The R780-million transaction was a logical step in Omnia’s development, group FD Wayne Koonin pointed out on Thursday, adding that Umongo would complement the company’s existing Protea Chemicals business, broadening its current product offering and strengthening its sub-Saharan Africa strategy.
“This transaction should be value accretive, given the attractive market fundamentals, as well as Umongo’s strong standalone business operations. We are pleased that we will be retaining Umongo’s experienced and talented team who have built this business over many years,” said Koonin.
The acquisition consideration is apportioned between an upfront cash payment of R618.5-million, an earn-out cash payment of up to R121.5-million, linked to the achievement of performance milestones over the three-year period to February 28, 2020, and a retention amount of R40-million.
The remaining 10% of the company will continue to be held by Autumn Storm, an entity in which current Umongo CEO Boston Moonsamy is a shareholder.
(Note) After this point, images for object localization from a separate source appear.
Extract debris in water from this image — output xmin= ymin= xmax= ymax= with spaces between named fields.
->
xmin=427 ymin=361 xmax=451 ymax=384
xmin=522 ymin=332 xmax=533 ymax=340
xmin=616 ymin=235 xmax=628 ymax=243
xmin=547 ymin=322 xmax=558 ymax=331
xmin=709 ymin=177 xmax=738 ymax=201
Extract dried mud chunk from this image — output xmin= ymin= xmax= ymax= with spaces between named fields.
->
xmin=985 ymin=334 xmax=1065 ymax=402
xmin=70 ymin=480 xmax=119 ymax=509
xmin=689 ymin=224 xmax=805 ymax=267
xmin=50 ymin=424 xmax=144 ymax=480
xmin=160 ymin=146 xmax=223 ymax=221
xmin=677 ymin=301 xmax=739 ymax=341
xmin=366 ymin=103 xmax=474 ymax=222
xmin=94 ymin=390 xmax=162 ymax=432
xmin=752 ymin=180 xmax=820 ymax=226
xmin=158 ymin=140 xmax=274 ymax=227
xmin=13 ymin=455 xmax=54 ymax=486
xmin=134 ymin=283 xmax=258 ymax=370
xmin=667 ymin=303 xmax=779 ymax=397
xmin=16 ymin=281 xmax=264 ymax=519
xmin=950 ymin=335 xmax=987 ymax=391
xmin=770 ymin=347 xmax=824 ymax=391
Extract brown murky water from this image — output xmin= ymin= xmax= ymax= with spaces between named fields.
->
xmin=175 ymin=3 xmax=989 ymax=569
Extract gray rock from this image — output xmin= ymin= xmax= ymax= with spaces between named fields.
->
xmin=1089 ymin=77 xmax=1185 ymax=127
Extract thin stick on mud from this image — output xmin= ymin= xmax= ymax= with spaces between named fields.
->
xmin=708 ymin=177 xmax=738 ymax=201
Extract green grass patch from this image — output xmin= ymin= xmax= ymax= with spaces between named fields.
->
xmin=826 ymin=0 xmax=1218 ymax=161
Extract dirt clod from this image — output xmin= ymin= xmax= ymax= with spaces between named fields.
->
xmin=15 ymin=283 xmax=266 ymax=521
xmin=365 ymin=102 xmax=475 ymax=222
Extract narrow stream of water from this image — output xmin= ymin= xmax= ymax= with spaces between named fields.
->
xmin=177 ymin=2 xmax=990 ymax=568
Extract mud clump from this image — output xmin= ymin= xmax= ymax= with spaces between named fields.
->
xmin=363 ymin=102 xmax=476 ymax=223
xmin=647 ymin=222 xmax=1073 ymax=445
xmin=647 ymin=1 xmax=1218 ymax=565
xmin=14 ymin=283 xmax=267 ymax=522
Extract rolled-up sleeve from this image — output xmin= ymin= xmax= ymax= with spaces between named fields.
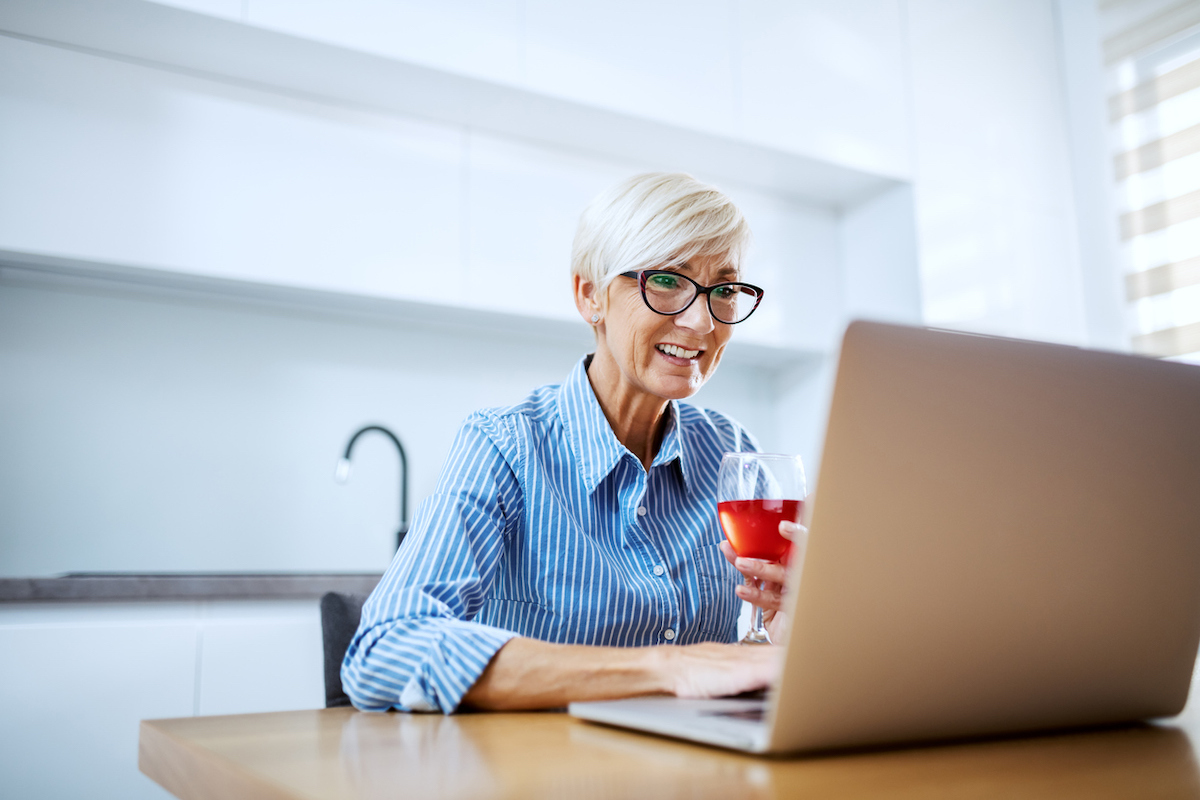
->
xmin=340 ymin=413 xmax=523 ymax=713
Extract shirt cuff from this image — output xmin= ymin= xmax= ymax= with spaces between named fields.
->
xmin=401 ymin=619 xmax=518 ymax=714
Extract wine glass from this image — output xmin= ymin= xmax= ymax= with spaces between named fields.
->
xmin=717 ymin=452 xmax=807 ymax=645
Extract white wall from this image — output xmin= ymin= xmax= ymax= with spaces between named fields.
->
xmin=0 ymin=277 xmax=786 ymax=575
xmin=1055 ymin=0 xmax=1132 ymax=351
xmin=841 ymin=183 xmax=923 ymax=326
xmin=905 ymin=0 xmax=1095 ymax=347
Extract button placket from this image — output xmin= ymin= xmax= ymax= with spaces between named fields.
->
xmin=633 ymin=479 xmax=679 ymax=642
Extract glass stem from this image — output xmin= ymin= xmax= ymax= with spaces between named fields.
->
xmin=753 ymin=580 xmax=766 ymax=633
xmin=740 ymin=578 xmax=771 ymax=644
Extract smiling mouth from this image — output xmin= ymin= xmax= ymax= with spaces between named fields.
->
xmin=657 ymin=343 xmax=702 ymax=360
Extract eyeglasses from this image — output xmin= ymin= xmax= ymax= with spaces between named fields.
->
xmin=620 ymin=270 xmax=765 ymax=325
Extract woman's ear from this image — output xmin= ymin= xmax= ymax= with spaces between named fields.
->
xmin=573 ymin=274 xmax=603 ymax=327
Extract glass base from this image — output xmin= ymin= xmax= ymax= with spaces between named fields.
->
xmin=739 ymin=627 xmax=772 ymax=645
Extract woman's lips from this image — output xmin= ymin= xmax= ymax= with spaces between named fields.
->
xmin=655 ymin=343 xmax=703 ymax=365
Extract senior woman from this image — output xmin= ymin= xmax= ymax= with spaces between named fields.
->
xmin=342 ymin=173 xmax=794 ymax=713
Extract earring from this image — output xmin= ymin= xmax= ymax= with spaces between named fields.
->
xmin=591 ymin=313 xmax=600 ymax=323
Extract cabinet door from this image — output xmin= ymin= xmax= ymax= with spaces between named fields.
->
xmin=196 ymin=601 xmax=324 ymax=716
xmin=0 ymin=605 xmax=196 ymax=800
xmin=0 ymin=35 xmax=464 ymax=305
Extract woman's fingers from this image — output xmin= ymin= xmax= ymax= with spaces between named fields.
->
xmin=779 ymin=520 xmax=807 ymax=541
xmin=734 ymin=556 xmax=787 ymax=586
xmin=735 ymin=580 xmax=785 ymax=612
xmin=712 ymin=520 xmax=808 ymax=640
xmin=719 ymin=541 xmax=790 ymax=584
xmin=668 ymin=642 xmax=781 ymax=699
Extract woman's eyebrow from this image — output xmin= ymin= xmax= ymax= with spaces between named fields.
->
xmin=675 ymin=261 xmax=739 ymax=280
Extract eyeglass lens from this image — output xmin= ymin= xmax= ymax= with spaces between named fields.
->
xmin=642 ymin=273 xmax=760 ymax=323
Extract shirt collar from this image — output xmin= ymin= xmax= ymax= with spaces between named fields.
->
xmin=651 ymin=400 xmax=694 ymax=495
xmin=558 ymin=356 xmax=693 ymax=496
xmin=558 ymin=356 xmax=625 ymax=494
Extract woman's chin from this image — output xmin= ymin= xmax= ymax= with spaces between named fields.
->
xmin=651 ymin=371 xmax=707 ymax=400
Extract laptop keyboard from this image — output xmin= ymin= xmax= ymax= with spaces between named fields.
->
xmin=701 ymin=706 xmax=766 ymax=722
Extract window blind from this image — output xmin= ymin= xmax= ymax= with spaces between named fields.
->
xmin=1101 ymin=0 xmax=1200 ymax=363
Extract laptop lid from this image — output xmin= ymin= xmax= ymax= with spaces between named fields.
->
xmin=766 ymin=321 xmax=1200 ymax=752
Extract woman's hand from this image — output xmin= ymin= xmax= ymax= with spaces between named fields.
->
xmin=661 ymin=641 xmax=781 ymax=698
xmin=463 ymin=636 xmax=781 ymax=710
xmin=719 ymin=520 xmax=808 ymax=643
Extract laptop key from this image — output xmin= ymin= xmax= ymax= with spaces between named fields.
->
xmin=701 ymin=707 xmax=766 ymax=722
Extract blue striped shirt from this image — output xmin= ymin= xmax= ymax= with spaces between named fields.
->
xmin=342 ymin=356 xmax=758 ymax=713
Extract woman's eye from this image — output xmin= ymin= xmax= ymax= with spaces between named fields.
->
xmin=647 ymin=274 xmax=680 ymax=290
xmin=712 ymin=286 xmax=737 ymax=300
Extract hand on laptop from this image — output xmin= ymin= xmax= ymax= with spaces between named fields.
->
xmin=666 ymin=642 xmax=781 ymax=698
xmin=719 ymin=520 xmax=808 ymax=644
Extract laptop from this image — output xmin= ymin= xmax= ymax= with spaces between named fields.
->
xmin=570 ymin=320 xmax=1200 ymax=754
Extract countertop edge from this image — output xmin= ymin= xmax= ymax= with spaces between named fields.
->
xmin=0 ymin=573 xmax=383 ymax=602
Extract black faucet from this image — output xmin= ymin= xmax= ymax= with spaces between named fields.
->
xmin=336 ymin=425 xmax=409 ymax=550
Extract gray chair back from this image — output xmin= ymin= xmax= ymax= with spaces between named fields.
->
xmin=319 ymin=591 xmax=367 ymax=708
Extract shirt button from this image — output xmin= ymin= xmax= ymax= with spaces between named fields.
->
xmin=637 ymin=506 xmax=648 ymax=516
xmin=663 ymin=628 xmax=676 ymax=641
xmin=652 ymin=565 xmax=665 ymax=576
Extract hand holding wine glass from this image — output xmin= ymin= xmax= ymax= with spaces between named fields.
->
xmin=720 ymin=520 xmax=806 ymax=644
xmin=717 ymin=452 xmax=807 ymax=645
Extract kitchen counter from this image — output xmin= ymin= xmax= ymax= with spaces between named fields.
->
xmin=0 ymin=573 xmax=382 ymax=602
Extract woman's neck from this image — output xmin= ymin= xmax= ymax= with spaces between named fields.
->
xmin=585 ymin=352 xmax=670 ymax=471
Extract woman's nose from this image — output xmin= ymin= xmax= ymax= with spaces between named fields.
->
xmin=675 ymin=295 xmax=716 ymax=334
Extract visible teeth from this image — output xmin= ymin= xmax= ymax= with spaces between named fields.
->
xmin=657 ymin=344 xmax=700 ymax=359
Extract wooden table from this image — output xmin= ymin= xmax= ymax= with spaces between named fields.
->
xmin=139 ymin=707 xmax=1200 ymax=799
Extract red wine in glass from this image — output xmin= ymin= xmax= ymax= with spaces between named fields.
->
xmin=717 ymin=453 xmax=806 ymax=645
xmin=718 ymin=499 xmax=804 ymax=564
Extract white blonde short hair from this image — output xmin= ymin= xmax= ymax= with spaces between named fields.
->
xmin=571 ymin=173 xmax=751 ymax=295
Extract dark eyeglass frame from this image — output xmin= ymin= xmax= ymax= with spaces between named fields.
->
xmin=619 ymin=270 xmax=765 ymax=325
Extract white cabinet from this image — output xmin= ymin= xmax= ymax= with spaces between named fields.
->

Moonsamy will remain CEO for five years, while Umongo chairperson and founder Mahmoud Homayoun will remain involved in Umongo for four years as a member of the board and a specialist adviser. Other key members of the management team will continue to be employed by the business.
Umongo operates a fully outsourced supply chain and logistics business model, using accredited storage facilities, transporters and other related service providers to import, store, process and deliver raw materials to customers. In addition, Umongo offers a full range of technical support to its customers.
Umongo has supply and distribution agreements with various entities in the Chevron Group, a leading integrated energy company, for the supply of both additives and base oils into the South African and sub-Saharan African markets.
Base oils and additives are predominantly used in the production of lubricant products for both automotive and industrial applications.
Importantly, with the changes in global emission standards and improvements in technology, the move from Group I to Group II base oils will continue to be a key driver of growth in the market. In South Africa, Umongo is a supplier of these products to several of the largest lubricant, oil and petroleum companies.
Umongo has also recently acquired 100% of Orbichem Petrochemicals, the distributor of the Ergon range of products in South Africa and sub-Saharan Africa.